The tool's name is the first thing the model sees in any session. The tool list is loaded into context. Every choice the agent makes about which tool to call is a choice made against names and one-line descriptions.

Compare:

# Before
@tool
def process_data(input: dict) -> dict: ...

# After
@tool
def extract_invoice_line_items(invoice_pdf_url: str) -> list[LineItem]: ...

The "after" version says exactly what it does. The model picks it correctly when the task is "get the line items off this invoice." The "before" version forces the model to read the docstring, infer intent, and hope.

A practical naming rule we use: verb_object_qualifier?. Verb first. Object specific. Optional qualifier when there are siblings. list_invoices_for_customer, get_customer_by_id, send_notification_to_user. Avoid process_*, handle_*, anything ending in _thing.

Argument shapes

Argument shapes are the contract. Two principles get you most of the way:

Be consistent across tools. If one tool takes customer_id, every tool that accepts a customer ID should call it customer_id. Not customerId, not cust, not id. The model picks up patterns and uses them. Inconsistent naming is the source of half the wrong-arg failures we see in audits.

Be specific about types. "Be specific" doesn't mean "more verbose." It means use the most constrained type that's correct.

# Loose, error-prone:
def schedule_meeting(when: str, who: list[str], for_long: int) -> Meeting: ...
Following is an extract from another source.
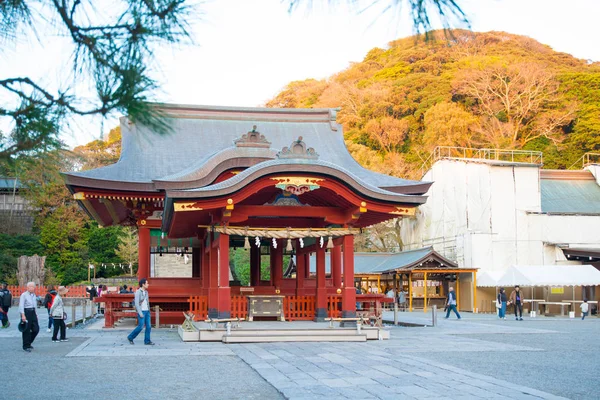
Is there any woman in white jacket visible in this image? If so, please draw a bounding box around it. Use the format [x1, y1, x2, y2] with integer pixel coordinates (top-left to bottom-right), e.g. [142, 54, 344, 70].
[49, 286, 69, 342]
# Tight, fewer hallucinations:
class Attendee(BaseModel):
    email: EmailStr  # validated email format
    role: Literal["organizer", "required", "optional"] = "required"

def schedule_meeting(
    starts_at: datetime,        # ISO 8601, timezone-aware
    duration_minutes: int = Field(ge=15, le=480),
    attendees: list[Attendee],
    title: str = Field(max_length=200),
    agenda: str | None = None,
) -> Meeting:
    ...

The tighter version produces fewer hallucinations because the model is constrained by the schema rather than by polite description in a docstring. Modern provider tool-use APIs honour these constraints — what the model can produce is bounded by what the schema allows.

Errors as instructions

Errors are the agent's recovery signal. A good error tells the agent what to do next.
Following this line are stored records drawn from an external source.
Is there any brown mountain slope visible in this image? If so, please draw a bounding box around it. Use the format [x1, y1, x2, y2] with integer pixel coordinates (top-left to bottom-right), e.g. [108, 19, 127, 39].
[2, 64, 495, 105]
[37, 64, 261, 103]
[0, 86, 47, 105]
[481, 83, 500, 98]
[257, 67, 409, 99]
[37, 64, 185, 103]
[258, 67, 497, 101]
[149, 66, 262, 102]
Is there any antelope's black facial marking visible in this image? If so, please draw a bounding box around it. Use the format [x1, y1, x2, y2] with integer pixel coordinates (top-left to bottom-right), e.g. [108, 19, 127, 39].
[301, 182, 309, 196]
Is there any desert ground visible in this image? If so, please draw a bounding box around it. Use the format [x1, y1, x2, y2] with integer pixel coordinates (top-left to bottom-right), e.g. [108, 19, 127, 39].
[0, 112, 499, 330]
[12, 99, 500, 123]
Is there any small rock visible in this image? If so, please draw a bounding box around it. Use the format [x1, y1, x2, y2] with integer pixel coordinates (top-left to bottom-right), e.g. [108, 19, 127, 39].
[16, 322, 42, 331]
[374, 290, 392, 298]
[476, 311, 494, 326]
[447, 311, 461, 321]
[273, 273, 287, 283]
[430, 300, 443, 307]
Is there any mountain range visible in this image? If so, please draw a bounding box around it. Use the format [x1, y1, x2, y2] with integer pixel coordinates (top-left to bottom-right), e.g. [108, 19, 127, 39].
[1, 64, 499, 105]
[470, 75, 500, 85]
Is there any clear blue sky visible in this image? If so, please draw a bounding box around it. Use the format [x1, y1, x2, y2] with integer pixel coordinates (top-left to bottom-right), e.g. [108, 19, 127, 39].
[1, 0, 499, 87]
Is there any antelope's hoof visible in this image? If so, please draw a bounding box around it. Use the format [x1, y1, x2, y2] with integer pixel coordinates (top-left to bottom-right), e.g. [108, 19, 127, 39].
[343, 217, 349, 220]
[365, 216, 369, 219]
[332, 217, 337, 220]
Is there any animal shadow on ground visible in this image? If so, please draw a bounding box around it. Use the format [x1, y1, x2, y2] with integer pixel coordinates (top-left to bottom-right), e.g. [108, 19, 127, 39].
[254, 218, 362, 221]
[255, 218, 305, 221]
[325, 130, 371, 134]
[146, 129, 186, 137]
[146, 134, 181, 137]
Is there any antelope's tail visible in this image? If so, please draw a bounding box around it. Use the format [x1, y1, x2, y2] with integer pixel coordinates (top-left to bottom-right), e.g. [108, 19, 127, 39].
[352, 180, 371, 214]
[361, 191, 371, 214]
Bad: Error: Invalid input.

Good:

{
  "error": "INVALID_CUSTOMER_ID",
  "message": "customer_id 'foo' is not a valid customer ID. Customer IDs match the pattern 'cust_XXXXXXXXXXXX' (12 alphanumeric chars). Use list_customers() to find valid IDs, or create_customer() to create one.",
  "details": {
    "provided": "foo",
    "expected_pattern": "^cust_[A-Z0-9]{12}$",
    "examples": ["cust_A1B2C3D4E5F6", "cust_X9Y8Z7W6V5U4"]
  }
}

The agent reads the error. It sees the specific failure, the pattern it should match, examples it can pattern-match against, and the next tools to try. It self-corrects on the next call. Compare that to "Error: Invalid input," which leaves the agent stuck and burns through retries trying random variations.

Discoverability

The agent learns about tools at the start of each session. The list of tool names plus descriptions is the first context. Make it count.

Best practices we've converged on:

Curate. A tool list of 50 generic tools is worse than a tool list of 12 specific ones. Cut anything that's almost-the-same as something else.
Group related tools. Don't sort alphabetically; group by concept. The agent reads top-to-bottom and is more likely to find the right tool when siblings are adjacent.
One-sentence descriptions. Two sentences when there's a meaningful distinction from a sibling tool.
Note preferences. "Use lookup_customer_by_email instead of lookup_customer_by_phone when both are available — emails dedup more reliably."

A real tool list excerpt from a working customer-support agent:

# Customer lookup (prefer most-specific match available)
get_customer_by_id(customer_id)
lookup_customer_by_email(email)
lookup_customer_by_phone(phone, country_code)
search_customers_by_company(company_name, limit=10)

# Ticket management
get_ticket(ticket_id)
list_tickets_for_customer(customer_id, status=None, since=None)
update_ticket_status(ticket_id, status, note)
escalate_ticket(ticket_id, to_team, reason)

# Drafting (does not send)
draft_response_to_ticket(ticket_id, tone="neutral")
draft_apology(ticket_id, severity="standard"|"high")

# Sending (requires human approval token)
send_response_to_ticket(ticket_id, body, approval_token)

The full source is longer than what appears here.